Watch: Wes Anderson Teaches Mise-en-Scene with 'Moonrise Kingdom'
A new video essay outlines the term 'mise-en-scene' once and for all, using Wes Anderson as an example.
Ah, mise-en-scene. It's one of those terms, like hermeneutics, deconstruction, or hegemony, that just rolls off the tongue.
Contrary to popular opinion, mise-en-scene has a relatively simple meaning, and it's explored nicely in this video essay by David Gallo. Of course, there's no better place to start learning about mise-en-scene than Wes Anderson. This new video essay walks us through the not-so-idyllic island intrigue, Moonrise Kingdom, and the elements that make up Anderson's use of said mise-en-scene. We get to revisit some particularly poignant moments from the films, as well. (Below, we outline the most important elements of the cinematic term.)

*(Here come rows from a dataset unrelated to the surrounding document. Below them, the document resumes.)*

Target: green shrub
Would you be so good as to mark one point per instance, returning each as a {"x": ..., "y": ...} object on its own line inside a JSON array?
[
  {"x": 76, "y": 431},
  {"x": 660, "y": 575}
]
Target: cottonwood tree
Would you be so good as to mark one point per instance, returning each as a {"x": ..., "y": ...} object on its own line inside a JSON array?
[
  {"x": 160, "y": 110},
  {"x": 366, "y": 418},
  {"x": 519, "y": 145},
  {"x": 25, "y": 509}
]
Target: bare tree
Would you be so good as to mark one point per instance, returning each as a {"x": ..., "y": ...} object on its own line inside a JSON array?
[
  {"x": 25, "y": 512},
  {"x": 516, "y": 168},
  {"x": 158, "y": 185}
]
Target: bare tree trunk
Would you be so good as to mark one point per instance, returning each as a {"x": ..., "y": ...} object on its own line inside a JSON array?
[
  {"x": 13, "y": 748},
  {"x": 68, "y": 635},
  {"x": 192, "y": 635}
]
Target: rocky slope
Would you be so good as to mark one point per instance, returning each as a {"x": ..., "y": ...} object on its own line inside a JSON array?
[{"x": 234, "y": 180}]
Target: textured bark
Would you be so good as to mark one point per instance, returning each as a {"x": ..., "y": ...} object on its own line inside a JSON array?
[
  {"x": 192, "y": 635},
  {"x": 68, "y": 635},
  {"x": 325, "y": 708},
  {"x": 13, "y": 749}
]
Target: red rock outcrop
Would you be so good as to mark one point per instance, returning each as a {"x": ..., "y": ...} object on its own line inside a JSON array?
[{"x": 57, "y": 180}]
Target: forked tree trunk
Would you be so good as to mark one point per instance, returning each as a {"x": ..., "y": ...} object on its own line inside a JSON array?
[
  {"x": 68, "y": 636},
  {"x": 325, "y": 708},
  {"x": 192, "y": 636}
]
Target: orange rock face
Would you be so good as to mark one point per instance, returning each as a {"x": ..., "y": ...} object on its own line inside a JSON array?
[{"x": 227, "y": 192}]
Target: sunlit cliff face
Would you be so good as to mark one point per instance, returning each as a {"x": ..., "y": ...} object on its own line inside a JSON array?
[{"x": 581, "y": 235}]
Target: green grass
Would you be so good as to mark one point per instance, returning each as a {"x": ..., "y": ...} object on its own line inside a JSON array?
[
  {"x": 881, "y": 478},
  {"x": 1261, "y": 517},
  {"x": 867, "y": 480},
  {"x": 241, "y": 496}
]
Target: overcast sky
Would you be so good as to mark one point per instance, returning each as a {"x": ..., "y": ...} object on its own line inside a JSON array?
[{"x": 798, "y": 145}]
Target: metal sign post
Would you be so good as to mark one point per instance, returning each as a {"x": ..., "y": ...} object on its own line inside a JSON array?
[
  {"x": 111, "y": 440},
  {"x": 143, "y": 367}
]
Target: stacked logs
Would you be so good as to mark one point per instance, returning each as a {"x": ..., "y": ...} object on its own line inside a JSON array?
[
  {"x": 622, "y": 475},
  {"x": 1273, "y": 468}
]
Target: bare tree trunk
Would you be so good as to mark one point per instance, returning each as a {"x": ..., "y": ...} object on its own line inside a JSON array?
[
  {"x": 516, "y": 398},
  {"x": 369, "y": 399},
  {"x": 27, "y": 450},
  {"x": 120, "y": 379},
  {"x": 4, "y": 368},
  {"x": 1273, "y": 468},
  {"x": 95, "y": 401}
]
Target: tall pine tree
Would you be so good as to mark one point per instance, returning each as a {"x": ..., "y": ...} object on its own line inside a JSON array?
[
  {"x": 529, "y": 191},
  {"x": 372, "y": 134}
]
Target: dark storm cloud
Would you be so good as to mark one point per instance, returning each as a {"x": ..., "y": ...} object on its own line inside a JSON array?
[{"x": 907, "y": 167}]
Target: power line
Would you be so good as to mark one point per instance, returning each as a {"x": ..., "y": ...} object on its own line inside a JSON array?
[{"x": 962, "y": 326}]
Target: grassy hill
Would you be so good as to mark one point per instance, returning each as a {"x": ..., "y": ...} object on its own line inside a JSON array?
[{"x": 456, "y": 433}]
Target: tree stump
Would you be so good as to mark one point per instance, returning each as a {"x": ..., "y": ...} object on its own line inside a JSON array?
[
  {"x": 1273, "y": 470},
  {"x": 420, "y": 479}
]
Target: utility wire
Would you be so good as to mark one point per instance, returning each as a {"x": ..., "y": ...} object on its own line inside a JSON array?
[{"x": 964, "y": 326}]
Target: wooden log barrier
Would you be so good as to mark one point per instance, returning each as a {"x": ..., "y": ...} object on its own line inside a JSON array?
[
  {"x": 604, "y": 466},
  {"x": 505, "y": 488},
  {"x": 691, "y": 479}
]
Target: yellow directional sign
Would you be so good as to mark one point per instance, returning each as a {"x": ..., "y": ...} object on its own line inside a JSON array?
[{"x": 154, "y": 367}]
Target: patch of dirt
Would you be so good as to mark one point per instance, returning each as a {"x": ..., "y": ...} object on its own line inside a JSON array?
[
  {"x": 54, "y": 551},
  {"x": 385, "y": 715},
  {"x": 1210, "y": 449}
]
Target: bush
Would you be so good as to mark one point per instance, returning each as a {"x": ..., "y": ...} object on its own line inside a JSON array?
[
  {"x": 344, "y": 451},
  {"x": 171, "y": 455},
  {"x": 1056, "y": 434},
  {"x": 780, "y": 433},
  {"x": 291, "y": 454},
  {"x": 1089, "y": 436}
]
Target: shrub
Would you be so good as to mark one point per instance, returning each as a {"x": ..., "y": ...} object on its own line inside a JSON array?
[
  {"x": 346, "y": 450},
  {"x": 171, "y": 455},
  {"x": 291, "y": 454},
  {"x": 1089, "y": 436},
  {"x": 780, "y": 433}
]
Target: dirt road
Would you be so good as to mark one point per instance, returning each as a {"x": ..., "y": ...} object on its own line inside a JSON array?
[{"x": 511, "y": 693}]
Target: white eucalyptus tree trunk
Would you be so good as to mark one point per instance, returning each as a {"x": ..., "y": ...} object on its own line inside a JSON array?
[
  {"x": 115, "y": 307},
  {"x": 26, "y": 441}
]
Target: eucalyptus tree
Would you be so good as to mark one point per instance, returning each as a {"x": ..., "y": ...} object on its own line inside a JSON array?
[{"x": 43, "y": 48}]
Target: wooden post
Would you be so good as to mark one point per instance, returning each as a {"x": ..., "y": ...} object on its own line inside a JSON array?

To say the scenario of Moonrise Kingdom is staged is an understatement; Anderson sets the film on an island, isolating its characters from any outside influence, and then lets them frolic in anguish, in happiness, and in love. Though it's a far cry from the island of Shakespeare's The Tempest, one could see it as a staging ground for battles over identity that lead to the ultimate question: When does one become the Prospero of one's own life?
Gallo accurately points out the "low-key" lighting of most of the film. Anderson does this to bring the level of the human interactions here down to size—to humanize them. Whether or not he succeeds, of course, is debatable (and if he doesn't, perhaps that could be seen as a sign of the rebellious spirit at the heart of the film).
Anderson's human figures are, here as elsewhere, highly awkward. They don't know what to do with their hands. They stumble. They stagger. This is all part of the experience of the film, which is to draw you into the heart of human imperfection at its most benign. The human figure, be it outfitted in a Boy Scout uniform or Dad shorts, is a metaphor for the films themselves, which are studies in fascination with imperfection, cloaked in seemingly perfect (read: symmetrical) form.
As Gallo states, the camera work here is dead straight ahead 90 percent of the time, presenting a moving gallery of photos of its characters. This creates a peculiar tone—something like a visual deadpan. In this sort of frame, everything is funny, and nothing is funny at all.